I made last year my first gal fig wine and came so damm good that it finished up in a couple of days with everyone asking for more... Seriously thinking of making another batch, about the seeds, i took realy care to filter all the seeds but they always find a way out to the carboy... Don 't worry when its time to rack they will fall to the bottom
... Good luck and enjoy a great wine....


----------



## bg7mm (Jul 12, 2012)

pitched the yeast this mourning and i just checked things, seeing signs of fermentation already. looking good so far


----------



## sonofasailor (Jul 13, 2012)

Question....can I use the ECKrause 5 gallon recipe in my 6 gallon carboy or do I need to modify for 6 gallons?


----------



## juventude (Jul 14, 2012)

IMO its better to modify the recepie to 6 gal.. i also took look at the recepie and I had in mine the use of honey, which gave a great taste to the wine which I highly suggest...


----------



## saramc (Jul 14, 2012)

*would you share your fig mead recipe?*



juventude said:


> IMO its better to modify the recepie to 6 gal.. i also took look at the recepie and I had in mine the use of honey, which gave a great taste to the wine which I highly suggest...


 
Wondering if you would consider sharing your recipe?

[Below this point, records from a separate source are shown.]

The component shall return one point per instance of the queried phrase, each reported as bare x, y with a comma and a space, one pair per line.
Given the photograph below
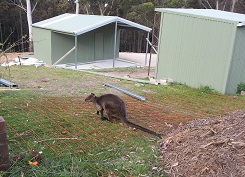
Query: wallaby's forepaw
104, 118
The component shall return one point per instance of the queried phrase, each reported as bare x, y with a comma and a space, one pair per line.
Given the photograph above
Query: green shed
202, 47
79, 38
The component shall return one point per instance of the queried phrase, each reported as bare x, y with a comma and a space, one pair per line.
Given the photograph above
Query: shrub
241, 87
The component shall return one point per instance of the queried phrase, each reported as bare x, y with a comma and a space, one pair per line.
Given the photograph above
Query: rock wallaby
115, 109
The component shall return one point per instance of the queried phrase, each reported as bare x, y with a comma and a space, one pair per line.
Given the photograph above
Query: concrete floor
125, 60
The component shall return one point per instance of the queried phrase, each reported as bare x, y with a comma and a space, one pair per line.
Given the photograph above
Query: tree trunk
29, 20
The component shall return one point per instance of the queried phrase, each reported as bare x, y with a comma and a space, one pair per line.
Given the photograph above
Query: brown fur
115, 109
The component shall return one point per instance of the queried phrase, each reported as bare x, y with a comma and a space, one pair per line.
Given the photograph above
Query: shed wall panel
91, 46
237, 69
42, 44
195, 51
61, 44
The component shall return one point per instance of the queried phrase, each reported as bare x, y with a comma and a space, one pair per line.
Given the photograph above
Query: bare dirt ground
206, 147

I made a 1 gallon batch last year and I have 2 bottles left (put them in 500ml's) and I quite like it....but am always interested in other's recipes. I threw mine together (crazy kitchen chemist). Reminds me of a sherry.


----------



## sonofasailor (Jul 14, 2012)

bg7mm said:


> i'll keep you in the know sonofasailor, using the recipe from ECkraus website



Thank you...I modified the ECkraus recipe for my 6 gallon carboy...I'll be adding yeast in a couple of hours...look forward to your updates...first time for me.


----------



## juventude (Jul 14, 2012)

saramc said:


> Wondering if you would consider sharing your recipe?
> 
> I made a 1 gallon batch last year and I have 2 bottles left (put them in 500ml's) and I quite like it....but am always interested in other's recipes. I threw mine together (crazy kitchen chemist). Reminds me of a sherry.

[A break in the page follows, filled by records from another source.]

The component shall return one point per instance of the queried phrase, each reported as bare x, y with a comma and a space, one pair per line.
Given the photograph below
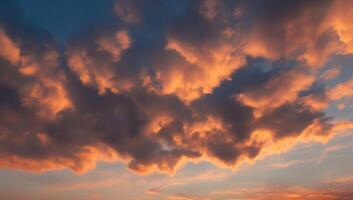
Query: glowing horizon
176, 100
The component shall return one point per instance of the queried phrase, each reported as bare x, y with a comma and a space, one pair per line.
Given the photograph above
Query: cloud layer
221, 81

I used the recipe of the link below, but the original recipe is with dry fruit, therefore I doubled the amount of fresh fruit as when dried there is an increase the natural sugar in fruit, therefore tried to compensate, also added sugar as the last ingredient in order to be able to get the desired SG.

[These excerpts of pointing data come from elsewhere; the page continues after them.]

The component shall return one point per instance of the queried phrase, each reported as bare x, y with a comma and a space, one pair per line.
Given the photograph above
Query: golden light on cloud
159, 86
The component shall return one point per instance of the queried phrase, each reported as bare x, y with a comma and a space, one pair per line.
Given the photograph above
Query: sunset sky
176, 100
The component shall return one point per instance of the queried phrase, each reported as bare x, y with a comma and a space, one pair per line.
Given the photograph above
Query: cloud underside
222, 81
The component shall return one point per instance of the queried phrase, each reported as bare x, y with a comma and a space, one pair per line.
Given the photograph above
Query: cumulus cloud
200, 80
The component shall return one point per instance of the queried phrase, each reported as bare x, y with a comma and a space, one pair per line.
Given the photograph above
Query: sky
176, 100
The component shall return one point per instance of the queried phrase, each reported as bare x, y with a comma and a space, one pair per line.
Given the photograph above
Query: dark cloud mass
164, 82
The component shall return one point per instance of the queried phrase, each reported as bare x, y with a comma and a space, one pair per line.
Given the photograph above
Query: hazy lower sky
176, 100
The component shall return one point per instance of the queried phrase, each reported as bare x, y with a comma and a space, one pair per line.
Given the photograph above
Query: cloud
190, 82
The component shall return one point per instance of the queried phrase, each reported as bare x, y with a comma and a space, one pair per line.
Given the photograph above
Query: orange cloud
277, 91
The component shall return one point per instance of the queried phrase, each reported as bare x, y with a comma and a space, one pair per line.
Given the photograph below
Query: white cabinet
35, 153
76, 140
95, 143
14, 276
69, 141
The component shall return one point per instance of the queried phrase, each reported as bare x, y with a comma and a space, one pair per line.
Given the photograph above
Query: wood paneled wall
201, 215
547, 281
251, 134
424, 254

http://www.wine-making-guides.com/wine_recipes.html


----------



## bg7mm (Jul 15, 2012)

fermentation going hard now, i'm going to remove the bag the figs were put in in a couple days. seems to have lost about 2/3 the volume that was in the bag. a thich layer of foamy spongy stuff floating to the top, getting thicker each day but i'm not getting concerned about it. acutally looks good. sugar levels dropping quick and today i can taste the alcohol brewing in the batch. the aroma and taste are superb so far. in two days i'm going to rack into secondary and i'm going to add 18 ounces of golden honey to the mix. we'll let her go until fementation is completed then decide which course to take then. 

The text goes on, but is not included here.